Boston College over Florida State (S&P+ Projection: BC by 3.3). Making any prediction of a Florida State game is a bad idea right now, but then again the same goes for Boston College. The schizophrenic Seminoles are taking on a BC offense that could gain anywhere between 50 and 500 yards without really surprising anybody. The projections say BC, but don't bet too much money on this one either way.
Virginia over UNC (S&P+ Projection: UVa by 0.3). Thanks to solid defensive play, Virginia has managed a respectable S&P+ rating. That does not explain or excuse why they are projected to win outright in Chapel Hill. If it happens, remember that it was predicted here. If it doesn't, pretend you didn't read this at all.
Washington over Notre Dame (S&P+ Projection: ND by 1.6). Notre Dame has used some late luck and clutch play to beat Big Ten mediocrities Michigan State and Purdue. Meanwhile, Washington has beaten a USC team ranked 2nd in S&P+. Can they hop two time zones and take out the Irish? The projections say no, but it could come down to the wire.

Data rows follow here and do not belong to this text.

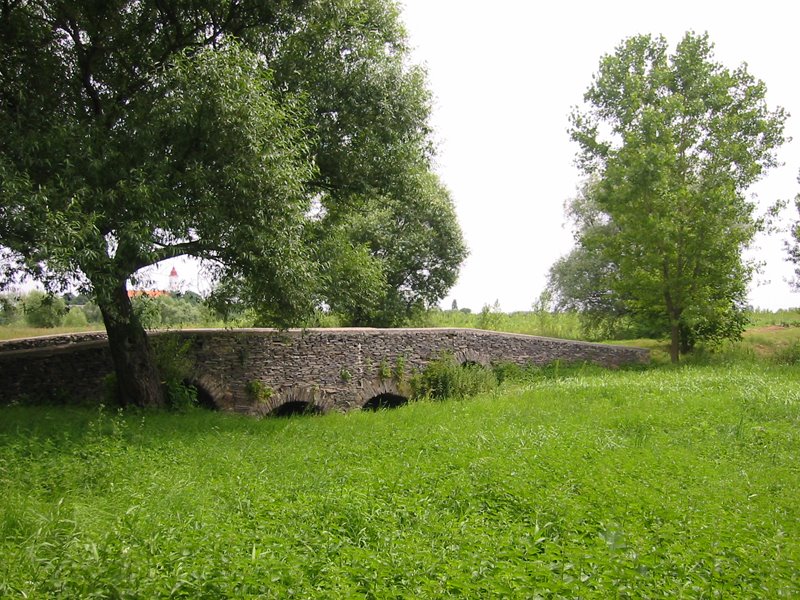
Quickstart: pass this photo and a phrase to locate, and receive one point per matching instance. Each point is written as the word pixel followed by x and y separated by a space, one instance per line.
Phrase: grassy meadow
pixel 564 483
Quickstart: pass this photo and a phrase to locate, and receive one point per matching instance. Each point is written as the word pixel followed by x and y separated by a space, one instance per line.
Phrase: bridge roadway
pixel 263 371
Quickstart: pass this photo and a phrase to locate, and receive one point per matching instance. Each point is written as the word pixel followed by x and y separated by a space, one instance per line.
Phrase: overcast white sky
pixel 505 75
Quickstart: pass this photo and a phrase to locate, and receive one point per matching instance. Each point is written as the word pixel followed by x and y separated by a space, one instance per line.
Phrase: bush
pixel 76 317
pixel 10 310
pixel 444 378
pixel 43 310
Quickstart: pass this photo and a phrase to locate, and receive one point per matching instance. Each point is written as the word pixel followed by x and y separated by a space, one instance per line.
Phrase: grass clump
pixel 445 378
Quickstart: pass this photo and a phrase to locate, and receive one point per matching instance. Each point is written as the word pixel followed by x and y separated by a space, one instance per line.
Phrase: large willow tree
pixel 674 140
pixel 237 132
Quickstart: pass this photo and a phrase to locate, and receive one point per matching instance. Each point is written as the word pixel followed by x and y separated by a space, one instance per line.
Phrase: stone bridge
pixel 266 371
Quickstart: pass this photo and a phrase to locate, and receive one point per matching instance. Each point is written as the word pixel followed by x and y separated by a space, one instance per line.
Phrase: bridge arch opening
pixel 385 400
pixel 293 408
pixel 204 398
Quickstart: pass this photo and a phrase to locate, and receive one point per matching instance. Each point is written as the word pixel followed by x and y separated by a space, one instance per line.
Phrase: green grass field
pixel 584 483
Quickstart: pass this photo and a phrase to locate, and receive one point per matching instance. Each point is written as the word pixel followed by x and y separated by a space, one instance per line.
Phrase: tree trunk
pixel 138 382
pixel 675 342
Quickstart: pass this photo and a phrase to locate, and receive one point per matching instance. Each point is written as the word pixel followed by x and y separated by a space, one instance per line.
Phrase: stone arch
pixel 382 393
pixel 210 392
pixel 296 400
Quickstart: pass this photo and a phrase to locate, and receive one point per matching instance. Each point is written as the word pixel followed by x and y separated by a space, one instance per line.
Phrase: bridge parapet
pixel 256 371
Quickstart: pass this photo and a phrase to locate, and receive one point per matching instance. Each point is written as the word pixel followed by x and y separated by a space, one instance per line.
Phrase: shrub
pixel 444 378
pixel 43 310
pixel 76 317
pixel 9 309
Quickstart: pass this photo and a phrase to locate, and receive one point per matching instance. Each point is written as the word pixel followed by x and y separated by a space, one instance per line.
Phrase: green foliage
pixel 673 142
pixel 233 124
pixel 588 484
pixel 408 246
pixel 10 309
pixel 76 317
pixel 444 378
pixel 147 311
pixel 92 312
pixel 490 317
pixel 175 367
pixel 793 246
pixel 384 370
pixel 43 310
pixel 399 369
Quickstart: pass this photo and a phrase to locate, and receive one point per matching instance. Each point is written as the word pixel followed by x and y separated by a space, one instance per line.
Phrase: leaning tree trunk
pixel 138 382
pixel 675 343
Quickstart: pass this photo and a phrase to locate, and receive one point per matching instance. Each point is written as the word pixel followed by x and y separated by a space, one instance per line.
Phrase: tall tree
pixel 675 140
pixel 793 246
pixel 140 130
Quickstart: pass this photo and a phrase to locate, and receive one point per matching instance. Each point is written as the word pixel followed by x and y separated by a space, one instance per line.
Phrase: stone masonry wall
pixel 256 370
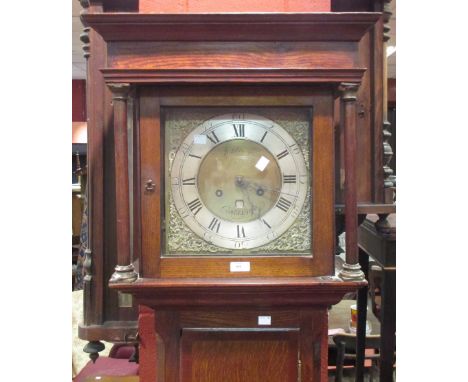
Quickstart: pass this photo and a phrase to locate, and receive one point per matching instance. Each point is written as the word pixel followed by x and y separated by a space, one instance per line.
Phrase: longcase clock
pixel 228 201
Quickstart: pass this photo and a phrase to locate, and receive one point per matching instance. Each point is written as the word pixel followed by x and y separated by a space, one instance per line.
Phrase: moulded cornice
pixel 232 26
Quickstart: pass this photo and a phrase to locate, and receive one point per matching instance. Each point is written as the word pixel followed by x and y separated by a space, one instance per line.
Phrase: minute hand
pixel 257 186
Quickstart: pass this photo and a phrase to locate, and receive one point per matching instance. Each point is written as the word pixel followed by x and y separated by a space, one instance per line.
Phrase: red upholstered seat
pixel 107 366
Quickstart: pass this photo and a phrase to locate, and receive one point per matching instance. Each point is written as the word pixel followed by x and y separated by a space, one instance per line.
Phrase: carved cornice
pixel 180 76
pixel 232 27
pixel 287 291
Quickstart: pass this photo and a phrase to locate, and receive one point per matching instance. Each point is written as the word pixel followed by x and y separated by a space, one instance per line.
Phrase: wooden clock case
pixel 193 314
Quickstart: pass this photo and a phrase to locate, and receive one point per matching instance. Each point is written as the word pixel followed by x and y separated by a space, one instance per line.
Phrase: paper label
pixel 264 320
pixel 240 266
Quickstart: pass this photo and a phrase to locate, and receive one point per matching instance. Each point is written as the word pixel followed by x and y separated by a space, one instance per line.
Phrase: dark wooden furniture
pixel 139 62
pixel 346 346
pixel 377 239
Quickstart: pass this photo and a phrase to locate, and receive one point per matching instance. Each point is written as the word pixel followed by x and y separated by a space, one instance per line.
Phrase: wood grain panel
pixel 236 55
pixel 78 100
pixel 364 145
pixel 203 6
pixel 150 169
pixel 323 213
pixel 149 351
pixel 239 356
pixel 236 318
pixel 377 87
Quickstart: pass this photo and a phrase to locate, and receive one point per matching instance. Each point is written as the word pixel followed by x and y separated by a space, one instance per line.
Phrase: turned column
pixel 389 181
pixel 124 270
pixel 351 268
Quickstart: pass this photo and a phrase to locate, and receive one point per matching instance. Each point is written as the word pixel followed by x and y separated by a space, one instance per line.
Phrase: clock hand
pixel 259 187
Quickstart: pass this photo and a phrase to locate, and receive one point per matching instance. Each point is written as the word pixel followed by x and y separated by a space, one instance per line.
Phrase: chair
pixel 345 350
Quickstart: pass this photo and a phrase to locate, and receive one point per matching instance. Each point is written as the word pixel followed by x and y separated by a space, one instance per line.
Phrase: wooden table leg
pixel 362 317
pixel 388 326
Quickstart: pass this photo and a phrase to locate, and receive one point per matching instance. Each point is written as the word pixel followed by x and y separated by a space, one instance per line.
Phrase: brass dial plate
pixel 239 181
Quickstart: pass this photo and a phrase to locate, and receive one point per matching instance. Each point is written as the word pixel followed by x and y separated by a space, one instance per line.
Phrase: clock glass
pixel 237 181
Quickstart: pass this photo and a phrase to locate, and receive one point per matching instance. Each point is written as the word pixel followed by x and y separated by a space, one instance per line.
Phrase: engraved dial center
pixel 248 176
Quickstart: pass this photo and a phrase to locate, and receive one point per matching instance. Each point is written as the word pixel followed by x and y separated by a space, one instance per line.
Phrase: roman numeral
pixel 264 222
pixel 215 223
pixel 213 138
pixel 283 204
pixel 289 178
pixel 188 182
pixel 239 129
pixel 195 206
pixel 282 154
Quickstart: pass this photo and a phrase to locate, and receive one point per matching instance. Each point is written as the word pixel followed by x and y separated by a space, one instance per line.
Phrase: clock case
pixel 271 56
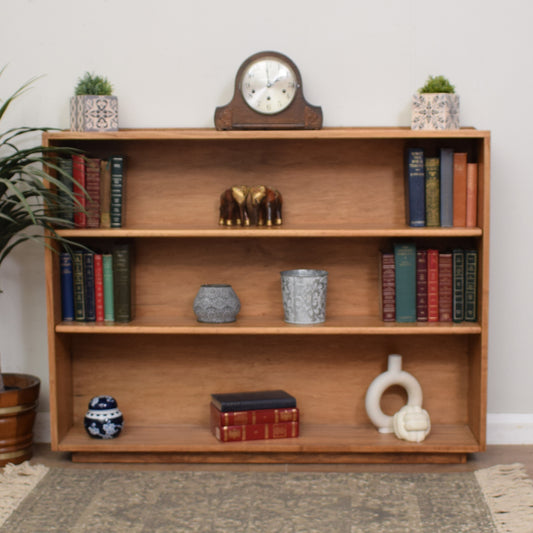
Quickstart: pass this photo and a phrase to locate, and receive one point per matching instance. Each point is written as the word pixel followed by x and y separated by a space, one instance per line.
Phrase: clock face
pixel 268 85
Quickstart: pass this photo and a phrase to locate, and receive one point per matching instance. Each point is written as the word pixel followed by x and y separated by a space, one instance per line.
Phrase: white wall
pixel 173 62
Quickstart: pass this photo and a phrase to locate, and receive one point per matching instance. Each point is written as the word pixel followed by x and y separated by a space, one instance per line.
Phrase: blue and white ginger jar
pixel 103 420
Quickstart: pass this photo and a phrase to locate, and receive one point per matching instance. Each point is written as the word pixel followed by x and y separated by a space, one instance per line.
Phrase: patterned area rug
pixel 34 499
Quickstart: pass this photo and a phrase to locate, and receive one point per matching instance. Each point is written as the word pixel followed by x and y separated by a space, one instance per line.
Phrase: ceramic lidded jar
pixel 103 420
pixel 216 303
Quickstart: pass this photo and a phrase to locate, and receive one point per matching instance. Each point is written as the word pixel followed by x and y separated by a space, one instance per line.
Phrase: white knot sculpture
pixel 411 422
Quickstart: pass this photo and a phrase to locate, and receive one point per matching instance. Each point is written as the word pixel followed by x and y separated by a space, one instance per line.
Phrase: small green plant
pixel 437 84
pixel 93 84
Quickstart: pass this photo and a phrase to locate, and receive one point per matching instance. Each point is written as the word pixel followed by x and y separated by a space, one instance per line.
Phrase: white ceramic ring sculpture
pixel 393 376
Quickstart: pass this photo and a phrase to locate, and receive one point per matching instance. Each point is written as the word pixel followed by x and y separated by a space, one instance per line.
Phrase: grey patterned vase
pixel 216 303
pixel 304 294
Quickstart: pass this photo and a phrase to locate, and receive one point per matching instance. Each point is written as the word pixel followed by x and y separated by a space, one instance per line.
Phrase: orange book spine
pixel 283 430
pixel 471 195
pixel 433 285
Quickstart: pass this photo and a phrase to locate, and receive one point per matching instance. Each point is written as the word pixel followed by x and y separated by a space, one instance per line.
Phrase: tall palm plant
pixel 27 204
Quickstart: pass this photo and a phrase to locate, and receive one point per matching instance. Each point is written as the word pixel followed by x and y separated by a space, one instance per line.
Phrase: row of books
pixel 103 180
pixel 440 190
pixel 428 285
pixel 254 415
pixel 97 287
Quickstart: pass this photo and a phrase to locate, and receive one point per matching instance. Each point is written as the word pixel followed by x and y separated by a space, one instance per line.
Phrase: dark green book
pixel 432 167
pixel 122 278
pixel 471 285
pixel 458 302
pixel 405 272
pixel 79 286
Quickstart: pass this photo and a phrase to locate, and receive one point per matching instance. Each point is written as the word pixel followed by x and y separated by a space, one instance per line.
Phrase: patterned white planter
pixel 94 113
pixel 435 111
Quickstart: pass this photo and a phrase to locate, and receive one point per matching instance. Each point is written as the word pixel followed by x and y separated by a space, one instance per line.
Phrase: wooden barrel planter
pixel 18 405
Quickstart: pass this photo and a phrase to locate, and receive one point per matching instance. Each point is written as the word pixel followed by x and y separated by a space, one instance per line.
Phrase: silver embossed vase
pixel 216 303
pixel 304 294
pixel 103 419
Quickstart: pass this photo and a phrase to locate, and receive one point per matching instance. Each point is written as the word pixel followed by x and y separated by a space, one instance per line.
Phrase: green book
pixel 432 191
pixel 109 306
pixel 405 272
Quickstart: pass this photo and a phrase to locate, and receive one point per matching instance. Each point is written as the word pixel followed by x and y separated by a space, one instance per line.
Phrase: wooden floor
pixel 493 456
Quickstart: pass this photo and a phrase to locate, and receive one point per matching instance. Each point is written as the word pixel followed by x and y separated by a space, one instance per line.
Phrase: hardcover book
pixel 405 261
pixel 281 430
pixel 245 401
pixel 459 189
pixel 415 187
pixel 67 287
pixel 446 187
pixel 432 191
pixel 252 416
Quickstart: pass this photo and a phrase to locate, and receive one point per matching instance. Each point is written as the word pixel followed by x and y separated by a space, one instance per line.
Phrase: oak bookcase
pixel 344 201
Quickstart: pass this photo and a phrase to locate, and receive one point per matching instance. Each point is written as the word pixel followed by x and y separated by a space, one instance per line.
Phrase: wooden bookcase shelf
pixel 343 191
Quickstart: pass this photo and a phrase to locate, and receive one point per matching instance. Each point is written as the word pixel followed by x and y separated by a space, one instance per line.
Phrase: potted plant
pixel 435 106
pixel 93 106
pixel 27 203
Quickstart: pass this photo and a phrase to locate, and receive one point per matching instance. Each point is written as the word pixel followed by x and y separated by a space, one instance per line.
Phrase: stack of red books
pixel 254 415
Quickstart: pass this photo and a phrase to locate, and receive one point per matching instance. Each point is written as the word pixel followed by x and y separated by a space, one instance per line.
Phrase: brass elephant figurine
pixel 257 205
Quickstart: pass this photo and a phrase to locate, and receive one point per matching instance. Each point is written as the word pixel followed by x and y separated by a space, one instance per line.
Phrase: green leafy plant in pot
pixel 34 196
pixel 435 106
pixel 93 106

Idaho over Colorado State (S&P+ Projection: CSU by 2.6). Can the Vandals keep the positivity going?
Watching Saturday night's ridiculously fun Houston-Texas Tech game, it was hard not to reminisce about the Southwest Conference and realize that today's iteration of SWC teams would be pretty fun to watch on the late game every Saturday night. Texas Tech, Houston, and SMU run unabashed, unashamed, fifth-gear spread offenses. Baylor and Rice are not far behind. Texas A&M is opening things up, while Texas is talented and athletic enough to be offensively strong no matter what they run. That would leave TCU as the only defense against all-out assault of over-sized Texas offenses. Who wouldn't be entertained by weekly late-night battles of Tech-Houston, SMU-Rice, Baylor-A&M? Nobody. We all remember the reasons for the SWC's collapse: the scandals of the 1980s, the departure of Arkansas to the SEC, the rise of super-conferences, et cetra. But that doesn't mean we can't play the "What If" game.